Audi Grand Sphere Concept previews new flagship EV to succeed A8
The second of three Audi Concepts, Grand Sphere aims for new type of luxury class customer
Audi has revealed the second of three new concepts it plans to show in 2021, with this Grand Sphere due to make its debut at next week’s Munich IAA motor show. The sleek, four-door saloon-cum-coupe joins the Sky Sphere previously seen at Pebble Beach, but in this case will directly inform a new flagship model that Audi is readying for launch in the next two to three years.
The job of realising a new flagship saloon for any premium player is a tricky thing in 2021, as while it historically should be a platform for pioneering new technologies and forward-thinking design, its form and customer base are typically the most conservative in the business. Audi’s decision to reimagine that form is driven by appealing to a new type of customer.
So while the Grand Sphere’s production-friendly spin-off will form a flagship for the brand, it won’t directly replace the A8. Instead it will take a different approach by leveraging its proposed autonomy to make this less about sitting in the back and more about being an expression of high-end personal transport with the owner in the driver’s seat, whether they’re actually driving or not.
As a result, the Grand Sphere’s form is nothing like the traditional three-box saloon we expect of German flagships, instead forming a much sleeker and streamlined aesthetic that Audi is quickly associating itself with. Its proportions, facilitated by the adoption of its PPE platform, are not typical of modern EVs, and differ from the norm of the short overhangs and cab-forward design language being employed on other high-end EVs such as the Mercedes EQS and Lucid Air. Instead, the Grand Sphere has elongated extremities with tapered bodywork and an extremely raked windscreen angle.
The bonnet is longer than those of the Grand Sphere’s two potential rivals, and references a more traditional notion of luxury, and while the lines and surfaces aren’t immediately recognisable as ‘Audi’, the volume along the car’s flanks is dominated by strong haunches over the wheels and a strong C-pillar, which do remain an Audi signature.
The Grand Sphere then adopts an unusual vertical rear screen that nestles between the completely glazed roof and buttress-like C-pillars. This mimics the silhouette of a luxury fastback, yet is constructed from an altogether more interesting intersection of both material and shape. When queried about whether this sort of construction might conceivably reach production, Audi’s designers insist that this revolutionary body architecture is in development to reach production, and that despite the obvious challenges will form the foundation of Audi’s lofty aspirations with its flagship electric cars, suggesting it’ll be less about mechanical engineering and more about high-end design and construction.

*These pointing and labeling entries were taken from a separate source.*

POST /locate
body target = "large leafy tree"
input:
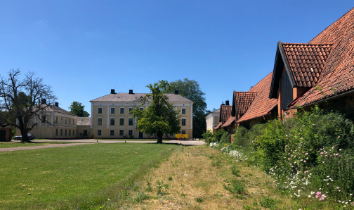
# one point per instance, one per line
(78, 109)
(21, 101)
(190, 89)
(159, 117)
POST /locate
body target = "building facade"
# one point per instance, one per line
(111, 117)
(54, 123)
(212, 120)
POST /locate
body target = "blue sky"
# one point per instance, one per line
(85, 48)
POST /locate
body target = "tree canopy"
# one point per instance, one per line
(78, 109)
(21, 101)
(159, 117)
(190, 89)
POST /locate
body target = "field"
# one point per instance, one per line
(72, 176)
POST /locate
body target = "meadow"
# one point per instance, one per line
(81, 177)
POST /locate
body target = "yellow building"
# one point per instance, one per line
(212, 120)
(110, 117)
(54, 123)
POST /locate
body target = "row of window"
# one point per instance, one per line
(65, 131)
(44, 119)
(121, 110)
(121, 132)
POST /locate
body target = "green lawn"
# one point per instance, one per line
(32, 144)
(42, 178)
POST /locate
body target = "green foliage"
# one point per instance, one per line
(190, 89)
(78, 109)
(225, 138)
(215, 136)
(159, 117)
(235, 187)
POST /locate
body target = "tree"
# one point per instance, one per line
(22, 101)
(159, 117)
(78, 109)
(190, 89)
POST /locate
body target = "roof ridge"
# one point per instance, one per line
(259, 82)
(332, 24)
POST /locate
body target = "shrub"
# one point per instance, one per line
(225, 138)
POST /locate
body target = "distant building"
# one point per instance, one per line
(212, 120)
(111, 118)
(56, 123)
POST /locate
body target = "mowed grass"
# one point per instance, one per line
(32, 179)
(32, 144)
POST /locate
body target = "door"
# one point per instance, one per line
(2, 135)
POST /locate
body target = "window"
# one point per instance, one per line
(112, 121)
(43, 119)
(183, 110)
(183, 122)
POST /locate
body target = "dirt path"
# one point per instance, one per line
(40, 147)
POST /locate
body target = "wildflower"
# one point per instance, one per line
(318, 194)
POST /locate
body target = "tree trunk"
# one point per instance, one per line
(159, 138)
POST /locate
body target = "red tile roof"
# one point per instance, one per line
(225, 113)
(262, 104)
(306, 61)
(228, 122)
(243, 101)
(337, 76)
(218, 126)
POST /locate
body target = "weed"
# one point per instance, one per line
(199, 199)
(235, 187)
(235, 171)
(268, 202)
(140, 196)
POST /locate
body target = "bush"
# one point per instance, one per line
(225, 138)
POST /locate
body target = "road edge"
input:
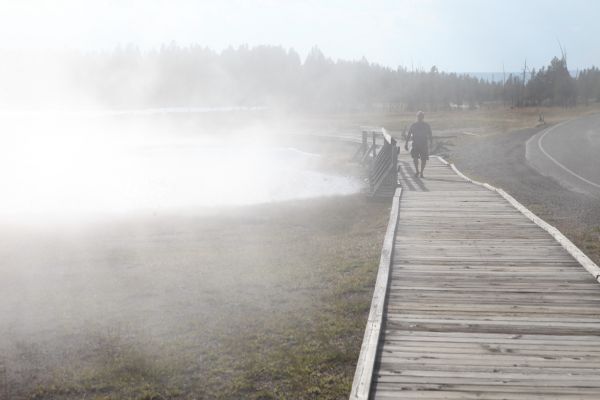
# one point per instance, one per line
(579, 255)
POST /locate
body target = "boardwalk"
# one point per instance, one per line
(481, 303)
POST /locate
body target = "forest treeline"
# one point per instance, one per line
(273, 76)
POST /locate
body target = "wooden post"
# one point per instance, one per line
(374, 146)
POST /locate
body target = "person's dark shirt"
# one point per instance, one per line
(420, 132)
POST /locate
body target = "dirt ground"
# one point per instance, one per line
(500, 161)
(259, 302)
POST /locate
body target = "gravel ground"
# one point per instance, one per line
(500, 161)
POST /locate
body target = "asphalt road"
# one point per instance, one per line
(569, 153)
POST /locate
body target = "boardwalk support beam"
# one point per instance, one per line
(361, 386)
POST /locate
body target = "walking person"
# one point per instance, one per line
(422, 138)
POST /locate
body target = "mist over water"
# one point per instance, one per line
(60, 168)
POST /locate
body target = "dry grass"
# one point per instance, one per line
(483, 121)
(253, 302)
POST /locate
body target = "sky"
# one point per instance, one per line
(454, 35)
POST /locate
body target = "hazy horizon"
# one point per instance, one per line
(461, 36)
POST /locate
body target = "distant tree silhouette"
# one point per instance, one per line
(273, 76)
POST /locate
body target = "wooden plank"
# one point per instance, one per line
(361, 385)
(482, 303)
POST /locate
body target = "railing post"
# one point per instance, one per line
(374, 145)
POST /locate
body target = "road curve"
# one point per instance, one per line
(570, 153)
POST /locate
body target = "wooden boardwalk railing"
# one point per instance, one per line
(379, 150)
(476, 298)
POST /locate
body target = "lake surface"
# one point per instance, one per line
(57, 169)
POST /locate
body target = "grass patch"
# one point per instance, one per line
(258, 302)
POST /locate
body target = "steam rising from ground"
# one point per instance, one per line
(80, 167)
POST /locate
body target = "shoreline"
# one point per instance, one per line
(255, 301)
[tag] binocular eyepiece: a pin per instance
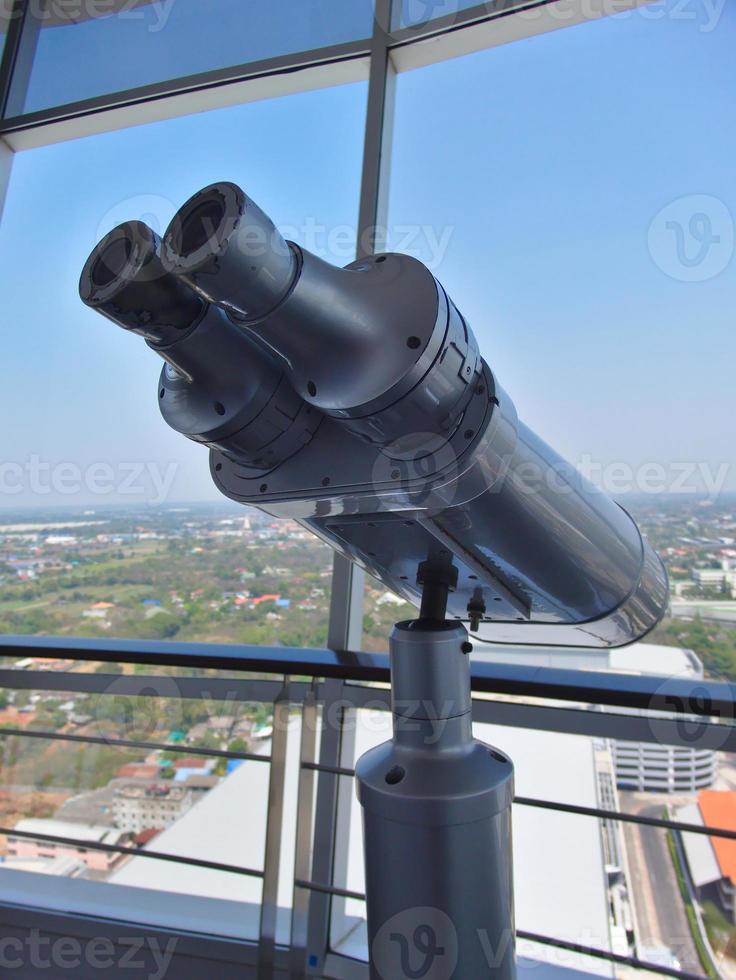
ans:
(377, 346)
(355, 400)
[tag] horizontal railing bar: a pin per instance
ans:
(585, 811)
(334, 770)
(588, 811)
(154, 686)
(312, 886)
(697, 733)
(132, 851)
(125, 743)
(602, 954)
(674, 695)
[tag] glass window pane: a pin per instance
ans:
(110, 524)
(148, 42)
(416, 13)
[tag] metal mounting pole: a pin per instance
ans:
(437, 822)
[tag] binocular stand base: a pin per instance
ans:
(437, 823)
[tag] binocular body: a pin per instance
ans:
(356, 401)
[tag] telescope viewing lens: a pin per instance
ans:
(111, 261)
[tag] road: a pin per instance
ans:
(659, 906)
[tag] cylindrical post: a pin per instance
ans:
(437, 823)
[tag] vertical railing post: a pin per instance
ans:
(274, 834)
(325, 824)
(304, 838)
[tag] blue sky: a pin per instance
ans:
(541, 166)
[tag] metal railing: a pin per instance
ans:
(323, 687)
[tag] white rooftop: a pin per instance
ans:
(74, 831)
(560, 877)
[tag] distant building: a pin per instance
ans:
(712, 860)
(100, 861)
(641, 766)
(136, 808)
(709, 578)
(651, 766)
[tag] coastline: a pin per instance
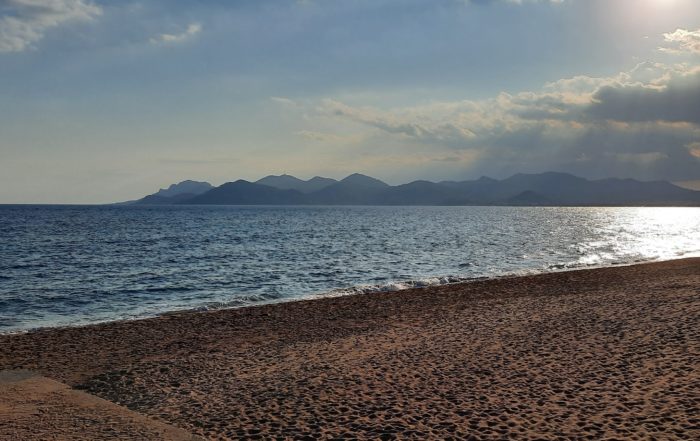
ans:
(364, 289)
(600, 352)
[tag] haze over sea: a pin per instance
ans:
(70, 265)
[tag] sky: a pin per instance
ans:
(103, 101)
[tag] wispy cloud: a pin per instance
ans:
(643, 122)
(682, 40)
(192, 30)
(515, 2)
(24, 22)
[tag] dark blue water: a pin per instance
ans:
(65, 265)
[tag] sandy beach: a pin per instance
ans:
(593, 354)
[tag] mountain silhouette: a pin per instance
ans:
(542, 189)
(247, 193)
(288, 182)
(176, 193)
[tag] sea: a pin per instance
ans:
(75, 265)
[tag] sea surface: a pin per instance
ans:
(71, 265)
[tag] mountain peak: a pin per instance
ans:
(185, 187)
(363, 180)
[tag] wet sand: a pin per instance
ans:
(593, 354)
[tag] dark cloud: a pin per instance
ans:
(678, 101)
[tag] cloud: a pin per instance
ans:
(192, 30)
(683, 40)
(25, 22)
(516, 2)
(644, 123)
(677, 100)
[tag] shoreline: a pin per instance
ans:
(364, 289)
(609, 352)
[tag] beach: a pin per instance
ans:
(588, 354)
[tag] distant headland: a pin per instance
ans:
(543, 189)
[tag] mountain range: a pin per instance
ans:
(543, 189)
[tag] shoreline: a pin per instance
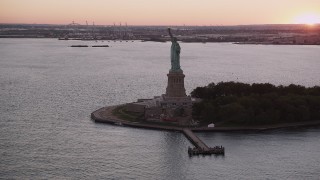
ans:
(104, 115)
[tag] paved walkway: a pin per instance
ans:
(195, 140)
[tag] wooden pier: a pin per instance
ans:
(201, 147)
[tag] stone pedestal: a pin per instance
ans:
(175, 86)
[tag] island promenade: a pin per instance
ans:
(104, 115)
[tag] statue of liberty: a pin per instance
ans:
(175, 54)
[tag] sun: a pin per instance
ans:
(309, 19)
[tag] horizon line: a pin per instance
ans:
(155, 25)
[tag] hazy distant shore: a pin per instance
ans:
(246, 34)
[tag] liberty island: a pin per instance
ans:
(170, 111)
(174, 109)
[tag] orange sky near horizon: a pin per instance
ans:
(160, 12)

The typical Audi grille has been reimagined as a graphic with slim headlights above featuring a new lighting signature designed from the conjoined rings of the Audi badge. We expect this new graphic will be found on future Audi models as all brands grapple with the challenge of creating visual distinction in a sea of daytime running lights and illuminated grilles.
Powertrain and chassis
The Grand Sphere Concept is, typically, electrically motivated and comes with a built-in autonomous capability, both of which will feature on the future production model, although Audi projects that the more substantial level 4 autonomy won’t be in use until later this decade.

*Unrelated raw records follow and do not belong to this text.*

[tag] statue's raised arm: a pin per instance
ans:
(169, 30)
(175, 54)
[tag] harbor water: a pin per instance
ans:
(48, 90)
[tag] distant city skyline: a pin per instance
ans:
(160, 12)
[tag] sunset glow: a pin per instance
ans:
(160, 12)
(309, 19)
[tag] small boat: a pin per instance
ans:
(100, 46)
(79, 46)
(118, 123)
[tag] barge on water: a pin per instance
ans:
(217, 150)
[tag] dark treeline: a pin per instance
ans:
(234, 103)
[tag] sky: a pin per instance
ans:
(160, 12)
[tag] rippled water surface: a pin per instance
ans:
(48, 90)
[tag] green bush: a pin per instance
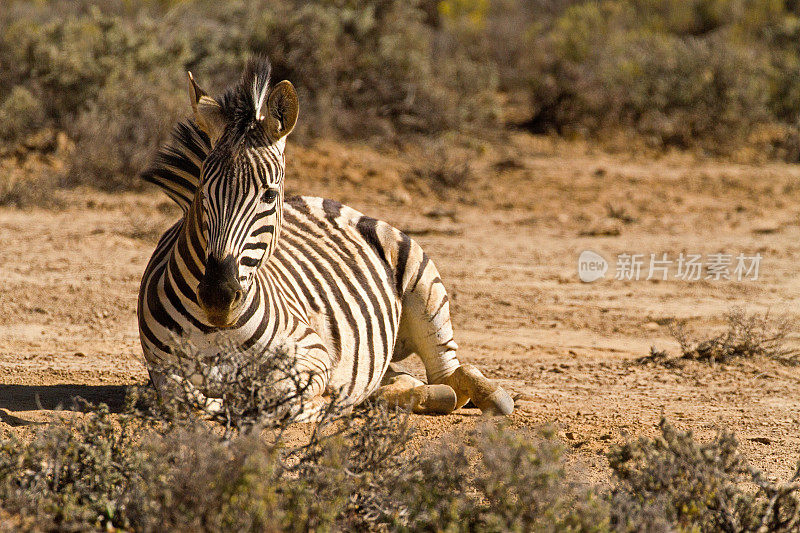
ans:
(112, 74)
(134, 471)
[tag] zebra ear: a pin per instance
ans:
(207, 112)
(282, 110)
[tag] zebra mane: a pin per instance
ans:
(177, 166)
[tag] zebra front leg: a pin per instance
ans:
(399, 388)
(426, 329)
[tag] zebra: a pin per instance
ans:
(351, 295)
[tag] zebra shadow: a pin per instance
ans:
(17, 398)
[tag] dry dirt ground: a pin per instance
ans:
(507, 244)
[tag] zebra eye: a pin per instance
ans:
(269, 195)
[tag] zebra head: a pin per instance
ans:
(239, 202)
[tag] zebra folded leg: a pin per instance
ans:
(470, 384)
(426, 329)
(399, 388)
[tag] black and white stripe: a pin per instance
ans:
(346, 292)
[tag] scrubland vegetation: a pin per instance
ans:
(714, 75)
(141, 472)
(170, 463)
(92, 88)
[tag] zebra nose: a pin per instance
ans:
(220, 290)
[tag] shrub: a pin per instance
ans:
(112, 74)
(673, 480)
(745, 336)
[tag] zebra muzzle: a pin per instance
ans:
(220, 292)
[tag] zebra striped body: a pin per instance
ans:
(344, 293)
(331, 291)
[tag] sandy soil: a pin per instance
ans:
(507, 246)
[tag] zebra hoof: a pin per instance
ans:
(434, 399)
(498, 403)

Its production-ready realisation will run on Audi’s new PPE platform that’s been co-developed with Porsche to serve C to E segment models in a similar way to what MLB-Evo does for its combustion models. This Grand Sphere will be its apex model, though, and as such features a 120kWh battery pack (the same size as in Merc’s new EQS) and two electric motors that produce a combined total output of 710bhp and 708lb ft of torque.
The two driven axles make the Grand Sphere all-wheel drive, yet the system has been balanced between offering range and performance, rather than all-out speed as in the RS e-tron GT. Zero to 62mph is quoted at just over four seconds, while top speed will be limited to preserve overall range.

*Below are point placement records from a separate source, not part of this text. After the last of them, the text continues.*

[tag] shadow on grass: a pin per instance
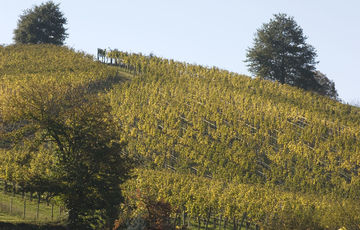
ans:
(25, 226)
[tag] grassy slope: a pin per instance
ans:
(217, 96)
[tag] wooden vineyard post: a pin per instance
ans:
(11, 201)
(52, 211)
(242, 220)
(37, 209)
(24, 212)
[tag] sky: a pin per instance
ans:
(207, 32)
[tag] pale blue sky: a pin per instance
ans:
(207, 32)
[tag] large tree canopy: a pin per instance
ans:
(76, 129)
(280, 53)
(41, 24)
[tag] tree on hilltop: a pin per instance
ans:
(280, 53)
(41, 24)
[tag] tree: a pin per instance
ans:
(41, 24)
(327, 87)
(280, 53)
(77, 128)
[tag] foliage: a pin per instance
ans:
(73, 127)
(280, 53)
(269, 139)
(41, 24)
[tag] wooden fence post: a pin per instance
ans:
(52, 211)
(11, 200)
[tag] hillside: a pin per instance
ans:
(212, 143)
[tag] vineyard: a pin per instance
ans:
(217, 146)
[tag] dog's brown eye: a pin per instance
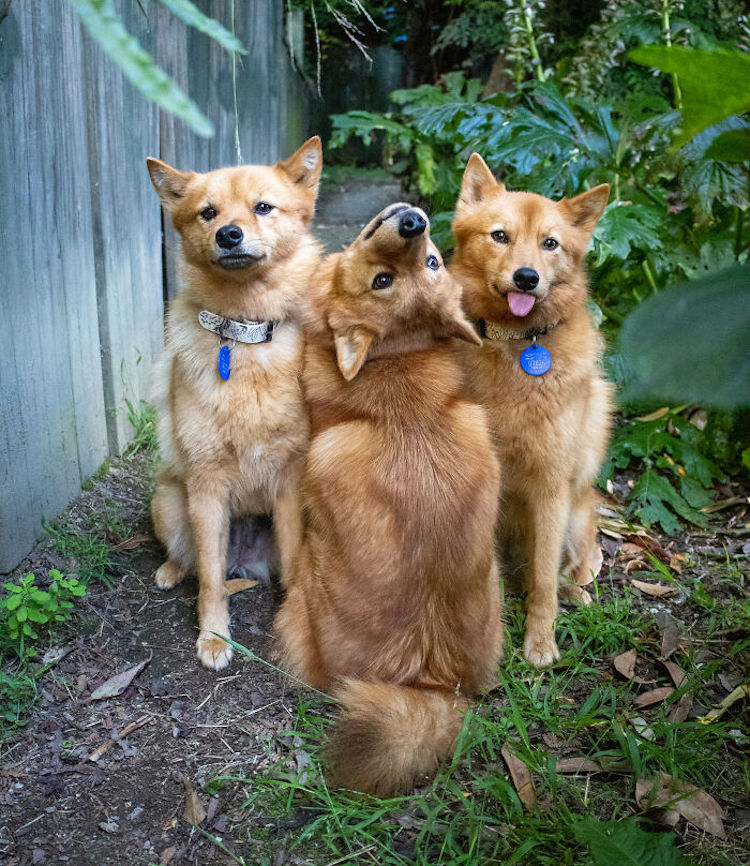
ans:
(383, 281)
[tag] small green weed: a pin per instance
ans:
(599, 629)
(17, 693)
(142, 418)
(88, 549)
(27, 607)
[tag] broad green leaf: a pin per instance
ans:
(426, 168)
(623, 843)
(193, 17)
(12, 602)
(626, 227)
(105, 26)
(689, 342)
(647, 501)
(715, 84)
(731, 146)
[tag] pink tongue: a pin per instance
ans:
(520, 303)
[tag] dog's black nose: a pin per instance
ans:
(527, 279)
(411, 223)
(227, 237)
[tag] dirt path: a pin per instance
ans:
(59, 804)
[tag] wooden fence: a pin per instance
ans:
(83, 279)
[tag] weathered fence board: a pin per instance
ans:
(53, 421)
(122, 127)
(82, 283)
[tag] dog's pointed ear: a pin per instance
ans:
(351, 350)
(585, 209)
(478, 181)
(168, 182)
(459, 326)
(304, 165)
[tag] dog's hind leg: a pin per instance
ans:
(548, 515)
(208, 506)
(583, 556)
(287, 521)
(172, 527)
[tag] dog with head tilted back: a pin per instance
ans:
(233, 426)
(519, 259)
(394, 604)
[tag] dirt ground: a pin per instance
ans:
(59, 805)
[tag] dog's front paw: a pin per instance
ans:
(540, 651)
(571, 593)
(169, 574)
(213, 652)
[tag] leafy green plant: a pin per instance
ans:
(88, 549)
(142, 418)
(17, 693)
(674, 475)
(27, 607)
(624, 842)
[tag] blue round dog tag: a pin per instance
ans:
(535, 360)
(224, 360)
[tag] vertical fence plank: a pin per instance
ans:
(52, 427)
(122, 131)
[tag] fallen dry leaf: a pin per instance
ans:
(577, 765)
(696, 806)
(120, 735)
(677, 674)
(643, 789)
(682, 708)
(657, 589)
(521, 776)
(642, 728)
(676, 561)
(117, 684)
(722, 504)
(194, 812)
(625, 664)
(636, 565)
(239, 584)
(653, 696)
(672, 638)
(167, 855)
(130, 543)
(718, 711)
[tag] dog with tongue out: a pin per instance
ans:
(519, 258)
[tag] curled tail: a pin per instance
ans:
(390, 737)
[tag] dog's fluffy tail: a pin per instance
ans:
(389, 738)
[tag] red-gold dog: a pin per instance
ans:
(519, 259)
(394, 606)
(233, 424)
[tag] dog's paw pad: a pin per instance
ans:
(540, 652)
(213, 652)
(169, 574)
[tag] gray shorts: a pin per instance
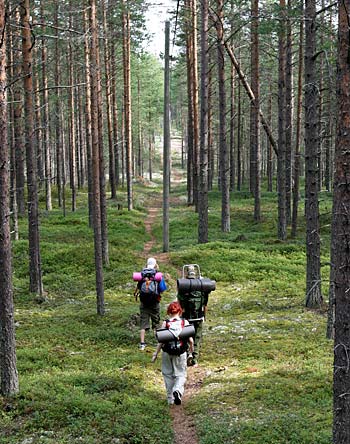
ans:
(149, 313)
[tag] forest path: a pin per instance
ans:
(183, 425)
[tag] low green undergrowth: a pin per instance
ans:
(266, 364)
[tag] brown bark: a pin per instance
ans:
(127, 103)
(313, 265)
(71, 111)
(194, 80)
(223, 150)
(296, 171)
(19, 128)
(96, 163)
(88, 140)
(190, 115)
(33, 212)
(204, 113)
(12, 137)
(255, 160)
(8, 368)
(46, 117)
(281, 157)
(107, 61)
(58, 123)
(341, 236)
(289, 113)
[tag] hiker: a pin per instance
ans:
(174, 366)
(149, 288)
(194, 304)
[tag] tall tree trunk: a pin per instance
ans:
(88, 114)
(127, 102)
(116, 144)
(58, 113)
(239, 135)
(289, 113)
(46, 116)
(12, 137)
(255, 160)
(296, 172)
(19, 128)
(210, 132)
(35, 276)
(190, 98)
(341, 237)
(224, 153)
(313, 265)
(166, 140)
(194, 80)
(71, 105)
(8, 368)
(107, 60)
(103, 202)
(203, 176)
(96, 162)
(268, 143)
(281, 158)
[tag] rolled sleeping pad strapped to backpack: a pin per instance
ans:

That range is quoted at 466 miles for this concept, which will set a target for the production model. The Grand Sphere shares its 800V electrical system and 270kW peak charging capability with the e-tron GT, and will be capable of providing a theoretical 186 miles of range in just ten minutes.
This is where the Grand Sphere diverges from what we can expect to see in the production model, as it doesn’t so much have an interior as an open space that’s largely free of any control interfaces and a dashboard. The bulkhead itself is used as a projection surface, with the interaction handled by gesture control.
It’s the Grand Sphere’s autonomous capability that drives such an interior design, but with level 4 autonomy not due to arrive until well after the production derivative’s release in a few years’ time, production models will almost definitely adopt a more relatable interior layout, inclusive of a steering wheel.
The concept still has a small steering wheel and information display that reveal themselves when self-drive mode is selected, but the interior’s design philosophy is cognisant of the more aspirational technologies in use within the Grand Sphere.